To illustrate this argument and probe its plausibility, the author reconstructs France’s successful efforts to obtain UNSC approval for its interventions in Côte d’Ivoire (2002-2003) and the Democratic Republic of the Congo (2003) at a time when the United States was hesitant to support France because of the two countries’ falling-out over the Iraq War.
“Both cases provide strong evidence that France used regional endorsements to overcome opposition at the UNSC,”  RECCHIA states. In the Côte d’Ivoire case, it is possible that Economic Community of West African States (ECOWAS) regional support pressed a hesitant US administration to come on board, not only by putting Washington’s relations with regional partners at stake, but also by depriving the administration of the argument that this was an illegitimate intervention.
By contrast, in the DRC case, the European Union (EU)’s endorsement can less plausibly be seen as having legitimized the intervention internationally, as the EU could in no way signal regional consent from within Africa. Hence, in the DRC case, it is very likely that if the United States ultimately voted in favor of the French-led intervention at the UNSC, in spite of clear misgivings, it did so to avoid harming US political and economic relations with other EU members.
The motivation for seeking regional endorsements theorized in the article – pressuring hesitant UNSC members –was especially visible in the Côte d’Ivoire and DRC cases. Yet since the mid-1990s, France has systematically sought endorsements from regional IOs for its interventions in Africa before requesting UNSC approval, for the most part working through ECOWAS and/or the EU.
“It is likely that in many of these cases, French leaders viewed regional multilateral endorsements as a way of smoothing the path toward UNSC approval by stepping up pressure on hesitant UNSC members,”  RECCHIA states.
In the run-up to the 2011 Libya intervention, for example, the main advocates of military action, France and the United Kingdom, secured endorsements from two regional multilateral bodies – the Gulf Cooperation Council and the League of Arab States. These regional bodies were in a position to put pressure on China and Russia, the principal UNSC holdouts in this case.
“This raises the question whether military interveners are free to ‘forum shop’ and seek the endorsement of regional IOs whose opinion on how to respond to a particular crisis ‘happens to coincide with their own’”.

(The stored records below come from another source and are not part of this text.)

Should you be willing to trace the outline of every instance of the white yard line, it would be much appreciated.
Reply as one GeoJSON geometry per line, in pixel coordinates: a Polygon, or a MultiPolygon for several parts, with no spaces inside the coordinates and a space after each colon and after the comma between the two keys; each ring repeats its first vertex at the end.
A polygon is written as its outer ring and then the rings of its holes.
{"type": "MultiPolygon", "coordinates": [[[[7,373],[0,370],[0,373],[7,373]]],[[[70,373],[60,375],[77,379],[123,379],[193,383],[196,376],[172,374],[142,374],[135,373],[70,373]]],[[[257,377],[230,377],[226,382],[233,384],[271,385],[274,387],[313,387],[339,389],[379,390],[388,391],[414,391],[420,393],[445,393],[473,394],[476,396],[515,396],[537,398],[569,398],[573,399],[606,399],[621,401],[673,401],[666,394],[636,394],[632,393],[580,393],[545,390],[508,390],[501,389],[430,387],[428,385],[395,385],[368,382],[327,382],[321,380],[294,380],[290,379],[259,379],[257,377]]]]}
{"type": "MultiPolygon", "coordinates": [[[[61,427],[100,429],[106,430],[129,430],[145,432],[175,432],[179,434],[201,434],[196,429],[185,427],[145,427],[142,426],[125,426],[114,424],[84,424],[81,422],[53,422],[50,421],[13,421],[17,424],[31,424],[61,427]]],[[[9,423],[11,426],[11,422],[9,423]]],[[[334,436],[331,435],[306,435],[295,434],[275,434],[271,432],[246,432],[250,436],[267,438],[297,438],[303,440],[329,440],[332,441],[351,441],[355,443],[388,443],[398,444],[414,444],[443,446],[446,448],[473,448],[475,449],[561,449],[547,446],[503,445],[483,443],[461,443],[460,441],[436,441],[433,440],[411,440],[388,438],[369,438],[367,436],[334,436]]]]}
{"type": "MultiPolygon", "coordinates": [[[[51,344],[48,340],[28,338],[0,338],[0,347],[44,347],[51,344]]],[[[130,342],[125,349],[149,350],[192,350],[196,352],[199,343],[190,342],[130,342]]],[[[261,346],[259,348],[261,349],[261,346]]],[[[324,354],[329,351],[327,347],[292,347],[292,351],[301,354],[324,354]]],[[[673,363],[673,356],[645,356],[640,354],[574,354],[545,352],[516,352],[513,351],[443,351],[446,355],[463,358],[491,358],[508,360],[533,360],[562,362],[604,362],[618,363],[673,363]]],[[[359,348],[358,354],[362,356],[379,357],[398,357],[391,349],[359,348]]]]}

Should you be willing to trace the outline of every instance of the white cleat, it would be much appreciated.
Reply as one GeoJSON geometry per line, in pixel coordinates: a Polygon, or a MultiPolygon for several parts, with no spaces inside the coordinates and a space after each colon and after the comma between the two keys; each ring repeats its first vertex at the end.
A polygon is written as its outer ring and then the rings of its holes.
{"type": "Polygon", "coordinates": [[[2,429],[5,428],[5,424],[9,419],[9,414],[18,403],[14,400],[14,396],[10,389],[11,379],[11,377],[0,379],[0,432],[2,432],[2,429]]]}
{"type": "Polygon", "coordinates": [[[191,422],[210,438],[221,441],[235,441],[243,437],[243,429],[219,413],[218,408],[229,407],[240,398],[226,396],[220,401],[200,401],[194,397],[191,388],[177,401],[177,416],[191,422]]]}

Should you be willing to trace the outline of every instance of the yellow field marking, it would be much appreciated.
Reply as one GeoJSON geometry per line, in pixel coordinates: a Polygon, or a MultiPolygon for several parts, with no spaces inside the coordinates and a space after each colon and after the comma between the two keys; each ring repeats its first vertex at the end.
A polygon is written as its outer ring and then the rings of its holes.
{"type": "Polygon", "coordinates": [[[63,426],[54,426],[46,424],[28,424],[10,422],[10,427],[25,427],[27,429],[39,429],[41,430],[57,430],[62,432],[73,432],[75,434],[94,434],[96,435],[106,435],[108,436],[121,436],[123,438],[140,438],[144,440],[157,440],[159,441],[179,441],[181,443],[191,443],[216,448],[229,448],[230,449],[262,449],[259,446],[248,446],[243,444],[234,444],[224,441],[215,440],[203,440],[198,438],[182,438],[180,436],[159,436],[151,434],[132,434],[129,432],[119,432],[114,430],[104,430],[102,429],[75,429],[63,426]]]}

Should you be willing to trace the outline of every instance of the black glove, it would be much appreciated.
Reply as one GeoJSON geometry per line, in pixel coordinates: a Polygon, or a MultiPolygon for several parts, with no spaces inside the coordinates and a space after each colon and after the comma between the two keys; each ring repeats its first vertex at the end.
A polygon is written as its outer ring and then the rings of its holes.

The goals that military interveners pursue through regional multilateral endorsements should influence which particular organizations they approach. If the goal is reassuring skeptical audiences internationally and domestically, then interveners should seek the endorsement of regional IOs that appear especially legitimate in terms of the breadth and diversity of their membership and/or that can plausibly claim to represent the ‘collective will’ of the region targeted by the military action.
If, instead, the goal is to exert political pressure on hesitant UNSC members, then interveners should seek the endorsement of regional IOs whose members are enmeshed in close political, military, and economic relations with the principal holdouts on the UNSC; the diversity and ‘representativeness’ of the regional IO’s membership should be secondary. The ability of a military intervener to ‘forum shop’ is thus likely to be constrained by the types of benefits it hopes to achieve through regional backing.